Extract
The Extract feature is the core functionality of Stract Data, allowing you to extract structured data from HTML documents using advanced AI models. This feature eliminates the need for manual HTML parsing and fragile selectors, providing a reliable and scalable solution for data extraction.
Features
- Extract structured data from HTML documents
- Process and normalize the extracted data
- Scale your extraction needs automatically
- AI-powered understanding of content context and structure
API Endpoint
POST /extract
Extract structured data from an HTML document based on your specified output schema.

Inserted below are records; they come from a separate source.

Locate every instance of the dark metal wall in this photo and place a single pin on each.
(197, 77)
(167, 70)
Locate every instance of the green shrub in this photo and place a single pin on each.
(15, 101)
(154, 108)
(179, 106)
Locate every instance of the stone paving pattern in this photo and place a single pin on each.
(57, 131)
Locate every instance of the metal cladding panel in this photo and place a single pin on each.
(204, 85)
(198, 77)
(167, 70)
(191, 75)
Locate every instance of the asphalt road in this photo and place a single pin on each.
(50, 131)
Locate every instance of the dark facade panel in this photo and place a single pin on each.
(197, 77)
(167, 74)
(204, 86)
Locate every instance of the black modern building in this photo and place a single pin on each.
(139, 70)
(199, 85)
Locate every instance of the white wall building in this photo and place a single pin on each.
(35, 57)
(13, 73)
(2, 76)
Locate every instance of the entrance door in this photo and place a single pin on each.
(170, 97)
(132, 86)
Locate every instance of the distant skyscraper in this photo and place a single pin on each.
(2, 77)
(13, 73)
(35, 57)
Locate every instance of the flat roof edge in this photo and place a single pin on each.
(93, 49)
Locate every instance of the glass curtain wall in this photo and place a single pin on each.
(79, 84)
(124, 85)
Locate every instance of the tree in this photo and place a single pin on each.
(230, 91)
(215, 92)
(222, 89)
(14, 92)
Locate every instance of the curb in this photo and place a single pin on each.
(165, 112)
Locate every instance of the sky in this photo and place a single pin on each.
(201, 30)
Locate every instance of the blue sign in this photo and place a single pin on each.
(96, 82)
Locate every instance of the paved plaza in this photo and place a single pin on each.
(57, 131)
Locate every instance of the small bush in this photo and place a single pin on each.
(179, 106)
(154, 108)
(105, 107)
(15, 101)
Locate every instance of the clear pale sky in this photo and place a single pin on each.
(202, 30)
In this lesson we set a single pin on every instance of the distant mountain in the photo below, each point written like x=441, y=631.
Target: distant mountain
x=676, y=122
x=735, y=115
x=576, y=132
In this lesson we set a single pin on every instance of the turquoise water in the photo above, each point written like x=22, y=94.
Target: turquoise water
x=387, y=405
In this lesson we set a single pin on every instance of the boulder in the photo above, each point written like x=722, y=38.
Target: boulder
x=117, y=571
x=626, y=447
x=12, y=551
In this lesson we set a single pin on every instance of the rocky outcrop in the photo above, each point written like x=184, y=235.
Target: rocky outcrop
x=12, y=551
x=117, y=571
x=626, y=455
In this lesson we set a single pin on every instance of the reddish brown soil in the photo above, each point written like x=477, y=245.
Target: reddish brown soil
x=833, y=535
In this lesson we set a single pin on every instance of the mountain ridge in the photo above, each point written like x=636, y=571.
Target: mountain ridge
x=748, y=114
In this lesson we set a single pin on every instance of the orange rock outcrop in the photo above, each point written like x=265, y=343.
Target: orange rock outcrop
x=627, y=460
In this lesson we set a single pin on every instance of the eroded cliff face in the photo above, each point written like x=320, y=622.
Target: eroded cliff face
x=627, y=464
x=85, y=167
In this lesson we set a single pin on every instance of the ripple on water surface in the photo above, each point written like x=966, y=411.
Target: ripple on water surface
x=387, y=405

Endpoint: https://api.stractdata.com/v1/extract
Headers:
Content-Type: multipart/form-data
api-key: API_KEY
Parameters:
file
: The HTML file to process (multipart/form-data)outputSchema
: JSON schema defining the structure of the output data
Example Request
Given the following JSON schema:
{
"type": "object",
"properties": {
"title": {
"type": "string"
},
"price": {
"type": "number"
},
"description": {
"type": "string"
},
"features": {
"type": "array",
"items": {
"type": "string"
}
}
},
"required": [
"title",
"price",
"description",
"features"
]
}
You can use the following request to extract the structured data from the HTML document called input.html
:
curl -X POST https://api.stractdata.com/v1/extract \
-H 'Content-Type: multipart/form-data' \
-H 'api-key: API_KEY' \
-F file=@/input.html \
-F 'outputSchema={"type":"object","properties":{"title":{"type":"string"},"price":{"type":"number"},"description":{"type":"string"},"features":{"type":"array","items":{"type":"string"}}},"required":["title","price","description","features"]}'
Then the response will be:
{
"result": {
"title": "Example Product",
"price": 99.99,
"description": "A great product description",
"features": ["Feature 1", "Feature 2", "Feature 3"]
},
"metadata": {
"tokens": {
"input": 150,
"output": 75,
"total": 225
},
"timeSpent": 1234
}
}
Billing and Usage Tracking
Stract Data tracks your usage based on tokens processed during extraction:
- Input Tokens: Number of tokens in the input HTML content
- Output Tokens: Number of tokens in the extracted structured data
- Total Tokens: Sum of input and output tokens
Only the output
tokens are charged.
Usage History
You can track your extraction history in the dashboard extract section, which includes:
- Date of extraction
- Number of tokens used
- Time spent processing
This information helps you monitor your usage and optimize your extraction processes.